Un déficit comercial que presiona la negociación
Detrás de la petición de Bruselas hay una cifra que resume la magnitud del desequilibrio comercial entre ambos bloques: el déficit comercial de la Unión Europea con China alcanzó los 360.600 millones de euros en 2025, una brecha que la industria automotriz europea considera insostenible si además se le suma la pérdida de cuota de mercado interno frente a fabricantes chinos. Ese contexto explica por qué la UE decidió actuar también sobre el segmento híbrido, en lugar de limitar sus restricciones exclusivamente a los vehículos eléctricos de batería.
Las negociaciones, lideradas por Šefčovič
Las conversaciones entre Bruselas y Pekín están lideradas por Maroš Šefčovič, comisario europeo de Comercio, quien busca obtener resultados concretos antes de octubre de 2026, un plazo que la propia Comisión Europea considera especialmente relevante para definir el rumbo de la relación comercial automotriz entre ambos bloques de cara al resto de la década. El formato de restricción voluntaria que plantea la UE tiene un precedente histórico directo: en 1986, la entonces Comunidad Europea y Japón acordaron restricciones voluntarias de exportación de automóviles que se mantuvieron vigentes hasta 1999, un mecanismo que permitió a la industria europea reorganizarse frente a la competencia japonesa sin recurrir a aranceles formales que hubieran derivado en una disputa comercial abierta.

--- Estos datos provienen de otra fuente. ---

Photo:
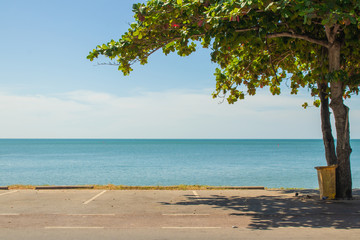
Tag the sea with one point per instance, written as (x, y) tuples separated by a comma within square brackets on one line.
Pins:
[(164, 162)]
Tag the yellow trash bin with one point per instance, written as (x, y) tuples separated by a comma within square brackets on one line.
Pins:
[(327, 181)]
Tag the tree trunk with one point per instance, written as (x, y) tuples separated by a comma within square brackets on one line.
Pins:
[(328, 138), (341, 114)]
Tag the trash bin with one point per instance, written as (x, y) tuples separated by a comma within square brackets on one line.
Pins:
[(327, 181)]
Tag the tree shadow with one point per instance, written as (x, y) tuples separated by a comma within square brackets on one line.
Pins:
[(303, 210)]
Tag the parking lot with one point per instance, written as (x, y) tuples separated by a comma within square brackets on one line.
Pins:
[(163, 214)]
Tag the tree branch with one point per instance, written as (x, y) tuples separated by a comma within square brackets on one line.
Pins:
[(247, 29), (298, 36)]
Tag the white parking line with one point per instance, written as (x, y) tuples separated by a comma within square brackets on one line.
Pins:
[(196, 194), (93, 198), (110, 214), (185, 214), (2, 194), (66, 227), (191, 227)]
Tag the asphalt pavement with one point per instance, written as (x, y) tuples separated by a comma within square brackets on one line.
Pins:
[(176, 214)]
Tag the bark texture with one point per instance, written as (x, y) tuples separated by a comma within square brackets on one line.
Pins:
[(328, 139), (341, 115)]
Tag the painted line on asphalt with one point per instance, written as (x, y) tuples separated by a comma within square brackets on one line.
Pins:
[(196, 194), (191, 227), (66, 227), (185, 214), (93, 198), (100, 214), (8, 192)]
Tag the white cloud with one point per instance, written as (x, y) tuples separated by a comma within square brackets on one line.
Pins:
[(172, 114)]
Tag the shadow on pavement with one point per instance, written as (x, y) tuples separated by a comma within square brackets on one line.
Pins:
[(304, 210)]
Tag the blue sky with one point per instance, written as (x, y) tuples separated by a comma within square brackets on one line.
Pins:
[(48, 89)]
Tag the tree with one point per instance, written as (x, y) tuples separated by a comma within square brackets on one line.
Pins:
[(260, 43)]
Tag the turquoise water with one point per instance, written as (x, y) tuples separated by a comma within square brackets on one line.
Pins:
[(269, 163)]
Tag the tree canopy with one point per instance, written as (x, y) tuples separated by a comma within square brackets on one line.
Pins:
[(256, 44)]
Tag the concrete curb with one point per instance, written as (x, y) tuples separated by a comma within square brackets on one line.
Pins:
[(239, 188), (62, 187)]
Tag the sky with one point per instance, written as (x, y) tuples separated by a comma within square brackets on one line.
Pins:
[(48, 89)]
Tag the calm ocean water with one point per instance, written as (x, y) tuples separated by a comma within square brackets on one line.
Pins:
[(269, 163)]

Lo que está en juego para los fabricantes europeos
Para la industria europea, una restricción efectiva sobre los híbridos chinos representaría un respiro temporal, pero no una solución estructural al problema de fondo: la brecha de costos de producción entre fabricantes chinos y europeos, que según distintos análisis del sector puede superar el 20% en modelos comparables. Esa diferencia responde a factores como el acceso más barato a materias primas para baterías, cadenas de suministro verticalmente integradas y menores costos laborales, ventajas que ningún límite de cuota de mercado logra revertir por sí solo. Por eso, buena parte de los analistas del sector automotriz consideran que la restricción voluntaria que negocia Bruselas es, en el mejor de los casos, una medida de contención mientras la industria europea reorganiza su propia cadena de suministro de baterías y componentes eléctricos.

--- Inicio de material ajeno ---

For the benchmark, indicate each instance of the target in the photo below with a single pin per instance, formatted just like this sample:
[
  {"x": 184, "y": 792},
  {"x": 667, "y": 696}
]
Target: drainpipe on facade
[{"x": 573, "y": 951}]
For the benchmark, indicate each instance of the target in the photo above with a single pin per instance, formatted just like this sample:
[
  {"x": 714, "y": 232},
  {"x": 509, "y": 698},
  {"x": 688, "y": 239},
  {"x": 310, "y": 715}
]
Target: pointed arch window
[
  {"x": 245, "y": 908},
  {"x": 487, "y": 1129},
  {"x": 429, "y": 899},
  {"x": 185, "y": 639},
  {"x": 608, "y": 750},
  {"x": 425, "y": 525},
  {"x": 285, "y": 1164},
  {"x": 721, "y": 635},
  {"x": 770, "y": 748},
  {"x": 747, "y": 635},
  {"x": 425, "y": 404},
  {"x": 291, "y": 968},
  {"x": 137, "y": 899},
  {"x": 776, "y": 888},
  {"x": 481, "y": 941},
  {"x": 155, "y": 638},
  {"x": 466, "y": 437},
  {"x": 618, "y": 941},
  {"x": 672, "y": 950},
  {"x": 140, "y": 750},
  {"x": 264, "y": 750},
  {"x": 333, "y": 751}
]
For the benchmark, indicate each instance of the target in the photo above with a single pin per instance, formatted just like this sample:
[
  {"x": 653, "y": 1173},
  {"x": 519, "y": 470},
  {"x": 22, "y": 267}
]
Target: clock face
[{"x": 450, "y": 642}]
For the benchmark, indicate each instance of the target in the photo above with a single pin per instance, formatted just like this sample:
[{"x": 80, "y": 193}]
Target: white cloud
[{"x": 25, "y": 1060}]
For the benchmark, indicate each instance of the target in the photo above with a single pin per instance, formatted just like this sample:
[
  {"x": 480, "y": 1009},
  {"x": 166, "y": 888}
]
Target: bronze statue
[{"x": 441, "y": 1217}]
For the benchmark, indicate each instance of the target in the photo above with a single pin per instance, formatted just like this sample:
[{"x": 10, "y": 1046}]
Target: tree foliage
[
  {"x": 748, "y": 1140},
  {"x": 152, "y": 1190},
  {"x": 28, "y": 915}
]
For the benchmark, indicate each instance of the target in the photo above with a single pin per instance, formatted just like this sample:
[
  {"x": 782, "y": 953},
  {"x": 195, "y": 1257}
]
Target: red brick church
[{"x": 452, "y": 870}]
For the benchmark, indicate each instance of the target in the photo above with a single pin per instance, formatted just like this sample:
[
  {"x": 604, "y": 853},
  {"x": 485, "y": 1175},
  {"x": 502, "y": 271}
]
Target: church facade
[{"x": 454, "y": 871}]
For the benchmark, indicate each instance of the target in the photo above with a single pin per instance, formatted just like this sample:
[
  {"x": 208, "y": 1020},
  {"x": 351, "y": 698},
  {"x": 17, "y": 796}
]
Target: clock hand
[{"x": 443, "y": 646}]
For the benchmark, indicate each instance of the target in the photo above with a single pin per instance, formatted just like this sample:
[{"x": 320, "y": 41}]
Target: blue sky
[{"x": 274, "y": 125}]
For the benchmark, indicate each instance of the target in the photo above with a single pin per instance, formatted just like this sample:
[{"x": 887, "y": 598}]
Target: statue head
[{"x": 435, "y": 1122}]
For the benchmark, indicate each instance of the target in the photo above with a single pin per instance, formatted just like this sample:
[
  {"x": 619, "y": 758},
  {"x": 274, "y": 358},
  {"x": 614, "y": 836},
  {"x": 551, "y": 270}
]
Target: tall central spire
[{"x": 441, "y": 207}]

Aunque China no ha confirmado públicamente si aceptará el límite propuesto, un acuerdo de este tipo obligaría a fabricantes como BYD, Geely y SAIC a repensar su ritmo de expansión en Europa, priorizando quizás otros mercados o ajustando su mezcla de productos hacia vehículos totalmente eléctricos en lugar de híbridos. La medida llega en un momento en que las ventas de coches chinos en Europa ya superan el 20% del mercado total, una tendencia que la industria automotriz europea observa con creciente preocupación, especialmente después de que una década de decisiones cambiara el mapa de la industria automotriz europea a favor de los fabricantes asiáticos. El desenlace de estas negociaciones podría marcar el tono de la relación comercial automotriz entre China y Europa durante los próximos años.